Not so true. I see lots of active Plecos in packed tanks!

I myslef dont do it only cause I go with themes like my Tanganyika tank. Plecos dont come from Tanganyika so I dont do them in that tank, if you acclimate them slow the day you get themn home they are fine.


----------



## steve426

My pleco never hides and the tank is not that crowded. But thanks for the opinion Lloyd!


----------



## lloyd

steve426 said:


> My pleco never hides and the tank is not that crowded. But thanks for the opinion Lloyd!

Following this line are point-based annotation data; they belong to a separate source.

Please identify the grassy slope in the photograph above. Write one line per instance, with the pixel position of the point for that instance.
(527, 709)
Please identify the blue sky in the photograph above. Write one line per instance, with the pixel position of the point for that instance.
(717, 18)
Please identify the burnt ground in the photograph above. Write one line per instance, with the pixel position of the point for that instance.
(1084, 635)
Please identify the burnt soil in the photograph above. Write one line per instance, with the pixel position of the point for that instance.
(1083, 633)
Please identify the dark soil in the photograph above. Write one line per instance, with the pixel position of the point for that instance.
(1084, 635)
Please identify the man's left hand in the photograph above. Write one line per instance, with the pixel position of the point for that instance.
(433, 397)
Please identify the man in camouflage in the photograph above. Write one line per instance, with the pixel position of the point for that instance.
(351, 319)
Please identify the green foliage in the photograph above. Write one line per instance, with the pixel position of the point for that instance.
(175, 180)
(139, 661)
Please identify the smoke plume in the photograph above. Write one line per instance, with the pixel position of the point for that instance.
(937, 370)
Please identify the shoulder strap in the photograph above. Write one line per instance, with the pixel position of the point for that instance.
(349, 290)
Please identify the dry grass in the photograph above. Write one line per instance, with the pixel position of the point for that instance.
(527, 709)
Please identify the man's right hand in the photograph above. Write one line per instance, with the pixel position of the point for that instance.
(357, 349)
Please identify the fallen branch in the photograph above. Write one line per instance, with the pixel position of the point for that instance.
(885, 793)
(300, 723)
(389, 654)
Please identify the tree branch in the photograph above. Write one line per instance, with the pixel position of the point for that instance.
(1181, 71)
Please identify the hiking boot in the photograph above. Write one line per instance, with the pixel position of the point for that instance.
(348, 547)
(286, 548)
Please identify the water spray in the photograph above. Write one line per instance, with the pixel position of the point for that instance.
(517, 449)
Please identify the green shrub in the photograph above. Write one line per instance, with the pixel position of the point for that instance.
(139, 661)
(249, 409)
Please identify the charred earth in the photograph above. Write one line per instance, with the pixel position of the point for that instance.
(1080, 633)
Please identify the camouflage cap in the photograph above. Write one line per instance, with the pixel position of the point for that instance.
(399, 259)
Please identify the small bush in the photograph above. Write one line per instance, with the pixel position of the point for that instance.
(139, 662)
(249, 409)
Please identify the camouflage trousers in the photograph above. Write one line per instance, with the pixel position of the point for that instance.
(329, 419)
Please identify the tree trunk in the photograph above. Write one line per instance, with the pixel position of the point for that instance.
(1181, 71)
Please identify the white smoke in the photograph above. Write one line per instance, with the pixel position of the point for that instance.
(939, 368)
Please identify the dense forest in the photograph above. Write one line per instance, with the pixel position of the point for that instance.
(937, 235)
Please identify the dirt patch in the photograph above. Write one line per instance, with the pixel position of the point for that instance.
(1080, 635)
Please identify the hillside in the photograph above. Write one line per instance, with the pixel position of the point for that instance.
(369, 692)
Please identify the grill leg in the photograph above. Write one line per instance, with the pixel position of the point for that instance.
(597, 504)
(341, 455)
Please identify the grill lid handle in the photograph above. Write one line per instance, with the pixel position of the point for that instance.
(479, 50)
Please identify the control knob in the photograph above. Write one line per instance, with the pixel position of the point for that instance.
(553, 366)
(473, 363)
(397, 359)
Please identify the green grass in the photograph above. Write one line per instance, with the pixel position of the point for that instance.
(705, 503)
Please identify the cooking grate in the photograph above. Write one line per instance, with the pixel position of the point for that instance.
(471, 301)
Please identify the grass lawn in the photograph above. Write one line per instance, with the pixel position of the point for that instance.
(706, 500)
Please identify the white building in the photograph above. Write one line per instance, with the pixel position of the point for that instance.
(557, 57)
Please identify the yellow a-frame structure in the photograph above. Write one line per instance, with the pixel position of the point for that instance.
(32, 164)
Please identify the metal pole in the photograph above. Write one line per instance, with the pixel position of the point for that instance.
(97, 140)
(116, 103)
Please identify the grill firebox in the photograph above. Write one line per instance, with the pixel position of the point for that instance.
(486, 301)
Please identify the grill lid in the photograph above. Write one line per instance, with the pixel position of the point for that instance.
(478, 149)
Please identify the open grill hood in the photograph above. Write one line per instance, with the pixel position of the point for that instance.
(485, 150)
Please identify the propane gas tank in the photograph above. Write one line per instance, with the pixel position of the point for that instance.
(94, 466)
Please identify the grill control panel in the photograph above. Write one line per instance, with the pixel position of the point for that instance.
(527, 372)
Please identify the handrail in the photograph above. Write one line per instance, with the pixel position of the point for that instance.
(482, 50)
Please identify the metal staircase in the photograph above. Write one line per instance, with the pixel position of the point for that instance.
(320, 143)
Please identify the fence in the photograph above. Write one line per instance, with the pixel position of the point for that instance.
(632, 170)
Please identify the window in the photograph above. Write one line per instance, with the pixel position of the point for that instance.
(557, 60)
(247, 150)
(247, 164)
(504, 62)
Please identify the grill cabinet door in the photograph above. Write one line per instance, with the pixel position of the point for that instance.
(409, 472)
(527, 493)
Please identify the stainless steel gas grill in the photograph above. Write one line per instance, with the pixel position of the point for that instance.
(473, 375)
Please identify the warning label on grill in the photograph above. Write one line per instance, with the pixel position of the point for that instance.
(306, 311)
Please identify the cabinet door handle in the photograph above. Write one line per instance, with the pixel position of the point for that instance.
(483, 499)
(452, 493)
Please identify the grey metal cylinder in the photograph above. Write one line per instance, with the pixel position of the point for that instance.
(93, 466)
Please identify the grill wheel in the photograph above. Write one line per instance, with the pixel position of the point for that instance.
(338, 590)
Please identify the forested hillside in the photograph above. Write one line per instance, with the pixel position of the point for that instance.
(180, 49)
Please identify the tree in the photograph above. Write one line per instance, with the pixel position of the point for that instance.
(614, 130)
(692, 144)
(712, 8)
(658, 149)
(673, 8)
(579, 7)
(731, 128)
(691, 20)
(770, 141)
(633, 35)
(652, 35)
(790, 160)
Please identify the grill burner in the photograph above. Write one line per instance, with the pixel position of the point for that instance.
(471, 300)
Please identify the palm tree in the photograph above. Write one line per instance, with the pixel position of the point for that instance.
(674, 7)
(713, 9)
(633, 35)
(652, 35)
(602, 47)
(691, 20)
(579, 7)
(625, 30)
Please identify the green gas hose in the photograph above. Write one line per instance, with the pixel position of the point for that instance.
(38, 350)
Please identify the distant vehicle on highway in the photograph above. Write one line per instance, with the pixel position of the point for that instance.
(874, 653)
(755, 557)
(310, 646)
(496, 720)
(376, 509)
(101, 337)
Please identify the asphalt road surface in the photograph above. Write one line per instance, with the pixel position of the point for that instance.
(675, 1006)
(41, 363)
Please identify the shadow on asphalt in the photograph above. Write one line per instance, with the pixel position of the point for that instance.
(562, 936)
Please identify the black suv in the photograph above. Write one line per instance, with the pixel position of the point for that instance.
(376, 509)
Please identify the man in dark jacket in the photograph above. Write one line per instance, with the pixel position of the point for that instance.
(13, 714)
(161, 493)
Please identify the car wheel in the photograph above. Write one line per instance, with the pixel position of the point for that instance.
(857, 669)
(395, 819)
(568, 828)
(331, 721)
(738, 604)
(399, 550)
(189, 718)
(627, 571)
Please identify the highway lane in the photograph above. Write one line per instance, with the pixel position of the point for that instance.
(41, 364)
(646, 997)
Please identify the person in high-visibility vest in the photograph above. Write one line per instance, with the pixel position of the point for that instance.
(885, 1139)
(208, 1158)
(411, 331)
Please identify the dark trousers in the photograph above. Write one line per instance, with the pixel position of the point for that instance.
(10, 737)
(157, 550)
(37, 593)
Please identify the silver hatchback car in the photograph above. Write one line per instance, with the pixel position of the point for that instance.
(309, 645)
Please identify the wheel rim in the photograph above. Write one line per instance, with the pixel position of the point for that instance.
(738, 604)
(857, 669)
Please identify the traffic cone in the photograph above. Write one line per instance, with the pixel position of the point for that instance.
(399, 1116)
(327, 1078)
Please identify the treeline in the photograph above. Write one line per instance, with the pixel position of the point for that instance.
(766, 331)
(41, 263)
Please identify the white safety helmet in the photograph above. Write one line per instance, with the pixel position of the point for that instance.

 i was (sarcastically) joking...hence the emoticon. i often support the idea of keeping certain large cichlids as singles in a 55, so i'm far from the one who should chastise anyone averaging 3 gal. per fish with success. got a picture of the set up? opcorn:


----------



## steve426

I will very soon and when I do i will post it for sure. My son threw our camera in the tank one when I was cleaning it. As soon as I get a new one I will be taking pictures.


----------



## MRE

I have a 7" common pleco with my 3 yellow labs, 2 rustys, and 1 demasoni. All the cichlids are about an inch to inch and a half long and have had no problems with the pleco. The pleco did throw a little fit when I added the cichlids but none of them were hurt. Ever since the first day the pleco has just kept to himself.


----------



## LIVINGLIFE

I've had the Cichlids in my tank kill 2 plecos.


----------



## lvbengal

hello i am brand new to all this and decided to make cichlids my tank choice....i currently have a 40 gallon tank and purchase 7 cichlids that house it...
2 red blotchy zebras
1 dempsey
1 oscar
1 bumblebee
1 firemouth
1 convict
i provided them with ample hiding spots and they are all about 1.5 inches or so and so far its been a month and they all get along...by month end my new 135 gallon tank should arrive and i plan on moving these 7 cichlids along with a commen 3 inch pleco i have in a smaller tank along with some schooling fish like large danios or black tetras....I understand now that i have central, malawi, and south america all mixed up but preety much every pet store in town has told me that it should be fine especially in a huge tank with plenty of hiding spots and the fact that they are growing up together....the dempsey appears to be the early boss.... your opinions are welcomed as i trust this forum more the pet store folks....thanks


----------